Da piccola a casa avevo spesso la rivista AIRC, “Fondamentale”, perché i miei genitori facevano delle piccole donazioni. Mia madre più di una volta mi chiese “Non ti piacerebbe diventare come loro?”, indicandomi qualche storia di ricercatori che avevano scoperto nuove possibilità di cure e viaggiavano tra centri di ricerca in giro per il mondo. Le materie scientifiche mi sono sempre piaciute e, in effetti, quegli studi e quelle vite mi affascinavano molto. Alla fine delle scuole superiori sapevo già che avrei voluto fare ricerca per aiutare i malati e anche perché capire il funzionamento dei meccanismi biologici mi incuriosiva. Per questo ho scelto un percorso universitario che mi avrebbe dato le basi giuste per fare ricerca in campo biomedico.
Dopo la laurea in Chimica e Tecnologie Farmaceutiche e un dottorato tra Perugia e Milano sono partita alla volta della Stanford University, in California, grazie a una borsa di studio FIRC.
Ero partita nel 2010. Nell’anno precedente avevo contattato un laboratorio che studiava fattori che regolano l’espressione genica e la stabilità del genoma, fondamentale per prevenire cancro e invecchiamento. La coordinatrice del laboratorio si era dimostrata subito disponibile e così abbiamo scritto il progetto insieme. Solo successivamente ho scoperto che, mentre scrivevamo il progetto, lei era nella camera bianca perché aveva subito un trapianto di midollo osseo per una leucemia da cui oggi è completamente guarita.
La California per chi fa ricerca è un posto da sogno. Ci sono rimasta otto anni e mezzo, durante i quali ho anche conosciuto mio marito ed è nato il nostro primo figlio, Giovanni. La sua nascita ci ha fatto desiderare di tornare vicino alle nostre famiglie, così che Giovanni potesse avere nella sua vita una famiglia allargata con nonni, zii e cugini. Siamo perciò tornati in Italia e all'inizio del 2019 ho iniziato il mio lavoro di ricerca nella sezione di Ematologia dell’Università di Perugia. Pochi mesi dopo il nostro rientro è nata nostra figlia Nathalie, e dopo un periodo di maternità in cui mi sono dedicata a pieno alla mia famiglia, ho ripreso con entusiasmo il mio lavoro di ricerca, anche grazie al sostegno di una borsa di studio iCARE-2 cofinanziata da AIRC e dall’Unione europea.
Oggi il mio progetto, che si concentra sul linfoma di Hodgkin, si sviluppa su due filoni: il primo è dedicato allo studio di una mutazione in un gene chiamato STAT6. È stata identificata nel laboratorio in cui lavoro ed è molto frequente nei pazienti con linfoma di Hodgkin: il nostro obiettivo è capire come questa mutazione contribuisca alla malattia.
L’altro filone si concentra invece su quella parte del genoma che non codifica per proteine: si tratta di estese porzioni di DNA ancora in larga parte poco conosciute, ma che possono avere importanti funzioni regolatrici. Cercheremo qui eventuali mutazioni ricorrenti, sperando di trovarne alcune in regioni (chiamate “enhancers”) che, regolando a distanza altri geni, possano svolgere un ruolo nello sviluppo della malattia. Si tratta di un campo inesplorato che potrebbe portarci non solo a comprendere meglio la biologia di questo linfoma, ma anche a identificare nuovi bersagli di terapie capaci di ripristinare una normale regolazione genica.
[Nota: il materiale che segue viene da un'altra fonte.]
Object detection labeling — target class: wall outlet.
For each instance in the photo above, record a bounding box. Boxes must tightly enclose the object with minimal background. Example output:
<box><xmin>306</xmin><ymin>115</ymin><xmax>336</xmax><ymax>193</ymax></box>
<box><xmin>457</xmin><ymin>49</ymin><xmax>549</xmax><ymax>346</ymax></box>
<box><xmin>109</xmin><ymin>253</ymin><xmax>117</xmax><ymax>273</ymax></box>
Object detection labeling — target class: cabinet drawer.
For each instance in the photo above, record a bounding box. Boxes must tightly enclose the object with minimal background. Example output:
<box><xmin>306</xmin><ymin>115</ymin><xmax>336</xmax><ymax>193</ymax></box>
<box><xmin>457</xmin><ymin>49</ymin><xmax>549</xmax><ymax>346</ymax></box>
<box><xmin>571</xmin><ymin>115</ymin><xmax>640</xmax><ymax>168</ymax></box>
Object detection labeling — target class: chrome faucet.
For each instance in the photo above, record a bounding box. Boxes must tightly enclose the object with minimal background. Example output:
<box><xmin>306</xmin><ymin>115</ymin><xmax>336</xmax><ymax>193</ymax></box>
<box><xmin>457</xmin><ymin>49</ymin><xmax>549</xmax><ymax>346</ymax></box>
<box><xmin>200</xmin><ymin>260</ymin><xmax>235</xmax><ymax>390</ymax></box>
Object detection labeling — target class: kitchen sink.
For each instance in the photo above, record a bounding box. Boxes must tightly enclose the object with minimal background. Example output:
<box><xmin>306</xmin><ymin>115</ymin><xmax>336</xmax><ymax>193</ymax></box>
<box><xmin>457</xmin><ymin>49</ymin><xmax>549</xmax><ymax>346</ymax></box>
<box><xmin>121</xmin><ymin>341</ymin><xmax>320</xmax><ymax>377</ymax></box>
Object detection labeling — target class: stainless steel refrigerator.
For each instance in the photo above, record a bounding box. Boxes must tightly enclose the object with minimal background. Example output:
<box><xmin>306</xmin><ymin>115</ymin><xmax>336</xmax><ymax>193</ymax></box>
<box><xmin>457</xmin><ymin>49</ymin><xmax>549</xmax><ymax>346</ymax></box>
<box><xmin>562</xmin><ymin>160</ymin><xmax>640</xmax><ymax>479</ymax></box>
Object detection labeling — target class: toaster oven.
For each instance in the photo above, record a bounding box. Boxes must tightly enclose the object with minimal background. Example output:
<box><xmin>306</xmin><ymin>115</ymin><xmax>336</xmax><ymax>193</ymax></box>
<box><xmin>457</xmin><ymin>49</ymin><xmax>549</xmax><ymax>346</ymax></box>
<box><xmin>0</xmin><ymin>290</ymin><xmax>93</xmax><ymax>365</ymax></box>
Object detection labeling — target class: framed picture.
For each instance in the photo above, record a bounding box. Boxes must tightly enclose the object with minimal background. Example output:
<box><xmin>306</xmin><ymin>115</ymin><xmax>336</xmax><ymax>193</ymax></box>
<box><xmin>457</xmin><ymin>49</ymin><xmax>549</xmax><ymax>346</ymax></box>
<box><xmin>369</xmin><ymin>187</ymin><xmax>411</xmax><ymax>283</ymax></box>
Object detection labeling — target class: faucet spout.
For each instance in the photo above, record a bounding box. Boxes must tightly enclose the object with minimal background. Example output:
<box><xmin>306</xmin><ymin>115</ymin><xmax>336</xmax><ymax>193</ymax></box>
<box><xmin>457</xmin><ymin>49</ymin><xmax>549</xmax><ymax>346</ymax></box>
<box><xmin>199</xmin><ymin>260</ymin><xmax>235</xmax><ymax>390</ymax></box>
Nata a Foligno nel 1980, si è laureata in Chimica e Tecnologie Farmaceutiche all’Università degli Studi di Perugia conseguendo nello stesso ateneo, in collaborazione con l’Istituto Europeo di Oncologia di Milano, un dottorato in Biologia e Biotecnologie Molecolari. Nel 2010, grazie a una borsa FIRC, ha intrapreso un percorso di ricerca all'estero presso la Stanford University, in California. Dal 2019 è di nuovo in Italia, presso l’Università di Perugia, impegnata in un progetto di ricerca sostenuto da una borsa triennale i-CARE-2 cofinanziata da Fondazione AIRC e Commissione Europea.